Ireland’s GDP is unusually volatile, as is government revenue, which makes for frequent forecasting errors in both. For the last three years the errors have proven positive, in that tax receipts have emerged ahead of Budget projections, resulting in lower than anticipated fiscal deficits as well as allowing the government of the day to augment spending in the latter months of the year. Unfortunately that serendipitous trend appears to be over, judging by the revenue figures available to end-April, and a tax undershoot for the year is looking more likely.
The 2017 Budget projected tax receipts of €50.6bn, and the Department of Finance still expects that to materialise, which requires a 5.8% increase on the 2016 outturn. Yet the annual increase over the first four months of the year is just 0.5%, with most headings actually down on last year, implying a serious risk of undershooting. Corporation tax has been the most difficult to forecast (exceeding the target by over €700m last year and by an extraordinary €2.3bn or 50% in 2015 ) and is currently some 23% down on 2016, with Stamp duty, Excise and Capital taxes also running well below the previous year in percentage terms.
The main exception is VAT, which is extremely strong, rising at an annual 14.5% or double the pace forecast in the Budget. This is curious given that retail sales grew by an annual 0.9% in the first quarter, but may reflect strong car imports and a rise in house completions. Income tax is also a puzzle, showing annual growth of just 1.2%, which appears at odds with other data implying a continuation of strong employment growth. The Budget forecast that Income tax receipts would end the year 5.6% above the 2016 outturn so , again, there is a lot of catching up to do if that target is to be hit.
The tax position against profile ( i.e. that expected on a monthly basis) is also likely to be of concern to the Government, with a shortfall of €345m or 2.4%. VAT is running €257mn ahead but that has been more than offset by large shortfalls elsewhere, including €225mn in Corporation tax, €200mn in Income tax and €120mn in Excise duty. The late Easter may be having an impact and Corporation tax is extremely lumpy on a monthy basis but the risk now is that the fiscal deficit will emerge above the current target of 0.4% of GDP. Moreover the 2016 outturn has now been revised down to just 0.5% so the 2017 figure may well be above this. A 2.4% shortfall in tax receipts at the end of the year, for example, equates to €1.2bn and all else equal would raise the deficit to 0.8% of GDP.

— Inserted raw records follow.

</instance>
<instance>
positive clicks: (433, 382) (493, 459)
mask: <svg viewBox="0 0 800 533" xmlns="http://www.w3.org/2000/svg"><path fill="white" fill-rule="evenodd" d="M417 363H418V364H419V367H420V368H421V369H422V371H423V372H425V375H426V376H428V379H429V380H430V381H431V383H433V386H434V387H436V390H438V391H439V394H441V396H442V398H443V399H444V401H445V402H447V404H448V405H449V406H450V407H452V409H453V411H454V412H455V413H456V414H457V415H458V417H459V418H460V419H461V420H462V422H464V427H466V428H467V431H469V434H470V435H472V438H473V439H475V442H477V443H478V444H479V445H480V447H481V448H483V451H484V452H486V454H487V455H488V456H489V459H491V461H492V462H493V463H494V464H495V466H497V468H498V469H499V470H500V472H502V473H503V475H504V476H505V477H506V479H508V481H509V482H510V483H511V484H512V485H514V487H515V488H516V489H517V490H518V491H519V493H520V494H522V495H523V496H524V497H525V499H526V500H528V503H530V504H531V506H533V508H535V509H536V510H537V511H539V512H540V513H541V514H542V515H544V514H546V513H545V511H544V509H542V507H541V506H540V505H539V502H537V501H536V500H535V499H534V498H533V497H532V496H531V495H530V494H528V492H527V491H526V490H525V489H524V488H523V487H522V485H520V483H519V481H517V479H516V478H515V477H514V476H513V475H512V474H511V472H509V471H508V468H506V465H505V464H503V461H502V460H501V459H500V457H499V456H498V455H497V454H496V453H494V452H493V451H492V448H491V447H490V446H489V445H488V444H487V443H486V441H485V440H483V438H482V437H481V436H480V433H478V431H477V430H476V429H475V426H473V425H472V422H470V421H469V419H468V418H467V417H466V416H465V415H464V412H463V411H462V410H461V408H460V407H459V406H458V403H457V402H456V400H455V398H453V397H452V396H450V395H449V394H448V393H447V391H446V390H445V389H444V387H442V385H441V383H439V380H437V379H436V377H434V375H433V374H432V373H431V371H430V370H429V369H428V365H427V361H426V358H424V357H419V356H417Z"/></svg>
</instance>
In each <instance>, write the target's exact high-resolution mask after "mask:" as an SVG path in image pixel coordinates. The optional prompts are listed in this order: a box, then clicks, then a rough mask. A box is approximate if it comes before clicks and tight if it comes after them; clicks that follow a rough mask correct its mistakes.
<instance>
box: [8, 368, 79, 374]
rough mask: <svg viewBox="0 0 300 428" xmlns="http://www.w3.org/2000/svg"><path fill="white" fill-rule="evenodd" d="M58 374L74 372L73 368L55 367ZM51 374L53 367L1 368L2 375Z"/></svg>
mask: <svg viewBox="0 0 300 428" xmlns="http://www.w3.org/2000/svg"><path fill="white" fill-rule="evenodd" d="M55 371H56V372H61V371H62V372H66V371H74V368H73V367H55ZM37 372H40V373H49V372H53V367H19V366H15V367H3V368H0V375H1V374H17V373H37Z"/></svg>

Does it matter? The Exchequer’s cash position will likely be boosted by proceeds from the sale of shares in AIB , so the debt ratio may well continue to fall. That transaction will not benefit the General Government balance, however, although Ireland has no longer to meet a headline target for the latter under EU fiscal rules. In fact there are two, related constraints, which will come into play for 2018. One is that the deficit adjusted for the economic cycle (the structural balance) has to fall by over 0.5% of GDP, and to aid in that process a limit is put on government spending ( the famous Fiscal Space). The latter is already closing given an array of spending commitments carried over into 2018 but the Government would not be able to use all the available space anyway if the tax base emerged below forecast in 2017.